Coming into Verbier after the long bus ride. Not exactly the feeling we were hoping for.
With Lyndsay getting sick on our way back to Chamonix, we chalked it up to being nauseous both from skiing with one blurry eye and then the bus ride. However, as we arrived at the house, I soon became sick and we spent the entire day sleeping on the couch. We slept right through the 150 kilometer per hour foehn winds that tore roofs off schools and hotels, knocked hundreds if not thousands of enormous trees over and had the fire department supporting old buildings to prevent them from collapsing.

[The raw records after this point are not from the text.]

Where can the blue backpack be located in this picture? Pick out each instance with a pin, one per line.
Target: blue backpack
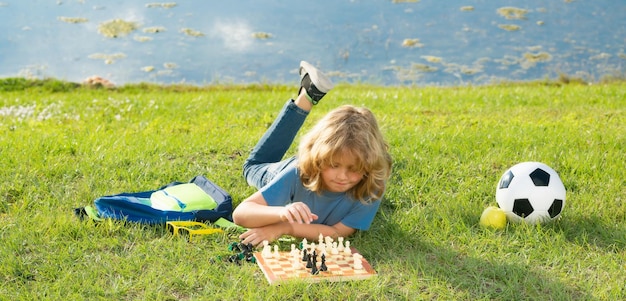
(199, 200)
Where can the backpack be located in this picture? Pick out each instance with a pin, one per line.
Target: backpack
(198, 200)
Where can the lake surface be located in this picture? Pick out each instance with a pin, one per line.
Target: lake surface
(427, 42)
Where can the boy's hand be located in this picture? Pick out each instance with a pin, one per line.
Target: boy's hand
(256, 236)
(297, 212)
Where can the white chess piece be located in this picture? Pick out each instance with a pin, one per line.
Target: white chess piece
(267, 251)
(295, 260)
(340, 244)
(305, 244)
(347, 249)
(358, 261)
(276, 254)
(334, 250)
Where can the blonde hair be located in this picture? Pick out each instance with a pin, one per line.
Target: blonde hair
(346, 129)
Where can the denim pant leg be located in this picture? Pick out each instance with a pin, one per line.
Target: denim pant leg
(264, 161)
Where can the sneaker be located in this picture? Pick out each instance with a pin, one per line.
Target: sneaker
(315, 83)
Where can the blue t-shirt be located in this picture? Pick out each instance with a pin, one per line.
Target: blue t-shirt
(330, 207)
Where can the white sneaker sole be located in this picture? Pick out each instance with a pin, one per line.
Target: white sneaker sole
(319, 79)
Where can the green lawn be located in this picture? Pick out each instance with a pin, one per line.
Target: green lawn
(63, 146)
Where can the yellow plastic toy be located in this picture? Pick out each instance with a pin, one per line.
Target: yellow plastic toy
(190, 228)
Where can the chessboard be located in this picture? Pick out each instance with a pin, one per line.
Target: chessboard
(340, 268)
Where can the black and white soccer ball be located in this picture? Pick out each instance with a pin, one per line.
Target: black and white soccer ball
(531, 192)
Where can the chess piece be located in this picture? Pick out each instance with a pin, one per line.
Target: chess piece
(340, 244)
(323, 266)
(267, 251)
(314, 270)
(347, 249)
(334, 250)
(358, 261)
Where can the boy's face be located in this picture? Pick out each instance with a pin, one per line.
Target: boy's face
(342, 175)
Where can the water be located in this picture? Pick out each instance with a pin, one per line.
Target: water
(199, 42)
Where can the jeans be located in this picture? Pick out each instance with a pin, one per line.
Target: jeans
(266, 159)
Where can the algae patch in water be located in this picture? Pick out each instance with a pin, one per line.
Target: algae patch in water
(116, 28)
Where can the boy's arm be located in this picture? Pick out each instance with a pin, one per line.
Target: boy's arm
(256, 236)
(254, 212)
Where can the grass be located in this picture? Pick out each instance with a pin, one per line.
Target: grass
(62, 146)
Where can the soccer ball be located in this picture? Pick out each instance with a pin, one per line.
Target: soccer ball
(531, 192)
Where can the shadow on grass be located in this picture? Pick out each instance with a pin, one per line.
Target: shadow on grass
(437, 266)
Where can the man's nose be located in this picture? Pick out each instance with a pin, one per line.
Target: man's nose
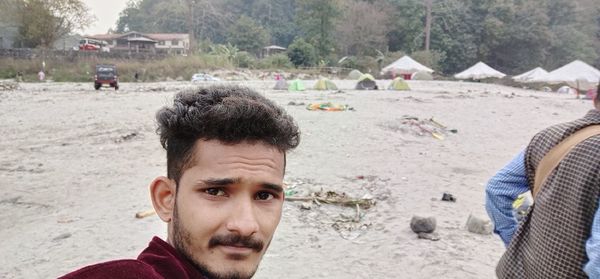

Feeling much better on Sunday, we took a run on the trails and through town to assess the damage. Lyndsay and I realized what we had slept through while poor Nina had another sleepless night listening to the carnage around her home. We were thankful everyone was okay and mystified by what we had missed.
As I fly home, I am thankful for an amazing trip to Europe to race in a sport I love so much. With my ski mountaineering race season officially over, I must thank many people for the successes I’ve had this year: My amazing husband and supporter, Ian, as well as my children Juniper and Axel; my parents for babysitting help for training sessions and races; La Sportiva for fast and light skis, boots and bindings; Polartec for my baselayers and wind protection; Honey Stinger for keeping me fueled; and The Max Marolt Scholarship for helping me get to the Patrouilles des Glaciers. Thank you all very much!